The other day, my wife asked me to pass her lipstick but I accidentally passed her glue stick.
She still isn't talking to me.
My dad used to get shot from a cannon at the circus. When he retired they had to close the show.
They couldn't find another man of his caliber.
Why did the bucket bounce?
Because it was filled with spring water.
My girlfriend dumped me so I stole her wheelchair
Guess who came crawling back
Murphy calls to see his mate, Paddy, who is bedridden with a broken leg.

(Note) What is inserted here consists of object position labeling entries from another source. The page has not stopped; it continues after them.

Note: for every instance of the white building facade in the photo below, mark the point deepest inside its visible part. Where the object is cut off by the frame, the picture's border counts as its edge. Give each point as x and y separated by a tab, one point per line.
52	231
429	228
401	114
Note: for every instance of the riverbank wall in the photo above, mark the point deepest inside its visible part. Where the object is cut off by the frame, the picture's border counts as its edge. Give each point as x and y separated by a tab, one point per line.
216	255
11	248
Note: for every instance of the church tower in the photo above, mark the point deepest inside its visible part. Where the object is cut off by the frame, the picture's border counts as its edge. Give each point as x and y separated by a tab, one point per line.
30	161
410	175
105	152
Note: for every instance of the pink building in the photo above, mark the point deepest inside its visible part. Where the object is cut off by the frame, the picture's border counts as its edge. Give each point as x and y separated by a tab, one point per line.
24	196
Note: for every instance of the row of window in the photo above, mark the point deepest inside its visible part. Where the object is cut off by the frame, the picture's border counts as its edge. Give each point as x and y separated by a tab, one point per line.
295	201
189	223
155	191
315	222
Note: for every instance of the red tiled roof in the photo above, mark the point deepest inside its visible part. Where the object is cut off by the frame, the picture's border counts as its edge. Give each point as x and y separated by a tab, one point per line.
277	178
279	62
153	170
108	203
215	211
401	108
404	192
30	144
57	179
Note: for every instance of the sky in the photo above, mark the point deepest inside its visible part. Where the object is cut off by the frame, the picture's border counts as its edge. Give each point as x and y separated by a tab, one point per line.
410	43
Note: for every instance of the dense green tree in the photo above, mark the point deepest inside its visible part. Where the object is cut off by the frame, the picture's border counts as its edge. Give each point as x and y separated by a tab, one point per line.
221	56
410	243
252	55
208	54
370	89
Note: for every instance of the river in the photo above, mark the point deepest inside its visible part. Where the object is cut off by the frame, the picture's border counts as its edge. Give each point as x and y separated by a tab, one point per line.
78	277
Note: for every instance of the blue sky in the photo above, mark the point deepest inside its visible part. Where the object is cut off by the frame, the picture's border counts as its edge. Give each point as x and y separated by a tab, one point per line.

Paddy says, "Me feet are freezing mate, could you nip upstairs and get me slippers?" "No bother," he says, and he runs upstairs and there are Paddy's two stunningly beautiful 19 year old twin daughters sat on their beds. "Hello there girls, your dad sent me up here to fuck ya both." "Fuck off you liar!" "I'll prove it," Murphy says. So he shouts down the stairs, "Both of them, Paddy?" "Of course, what's the use of fucking one?"
Why shouldn’t you ever fight a dinosaur?
Because you’ll get Jurass kicked..
As a lumberjack, I know that I’ve cut exactly 8,008 trees…
…and I've got the logs to prove it!
If life gives you melons
Your probably dyslexic.
Why is an island like the letter T?
because it’s in the middle of water
No, I don’t know where most things are on the map!
I've never been good at geometry.
My girlfriend objected when I tried to..
post our home made sex tape on PornHub, saying she couldn’t stand the thought of all those strangers masturbating over it. So I put it on Facebook instead.
my friend told me there’s a gay guy in our circle of friends
i really hope it's Jerry, he's cute
Today I actually saw a dwarf prisoner climbing down a wall
I thought to myself, “now that’s a little condescending”
These three guys die together in a tragic accident and they all go to heaven
When they get there, St. Peter greets them and tells them, "We only have one rule here in heaven. Don't step on the ducks." So, they enter heaven and sure enough, there are ducks all over the place. It's almost impossible not to step on a duck there's so many, and though they try their utmost to avoid standing on them, the first guy soon accidentally steps on one. St. Peter then appears with the ugliest woman the guy had ever seen. St. Peter chains the woman to the guy and says to him, "Your punishment for stepping on a duck is to spend eternity chained to this ugly woman!" The next day, the second guy also accidentally steps on a duck. Once again, St. Peter shows up and with him is another extremely ugly woman. He chains the woman to the second guy saying, "Your punishment for stepping on a duck is to spend eternity chained to this ugly woman!" The third guy has observed all this and as he really doesn't want to be chained to an ugly woman for eternity, he's extremely careful where he steps. Indeed, he manages to go months without stepping on any ducks. One day though, St.Peter appears with the most gorgeous woman the guy has ever laid eyes on. She's tall, curvaceous, tanned and extremely sexy. Without a word, St. Peter chains the woman to the third guy. The guy happily says to the woman, "I wonder what I did to deserve being chained to you for all eternity?" The woman replies, "I don't know about you, but I stepped on a duck."
Wife’s best friend: how come you never buy her flowers?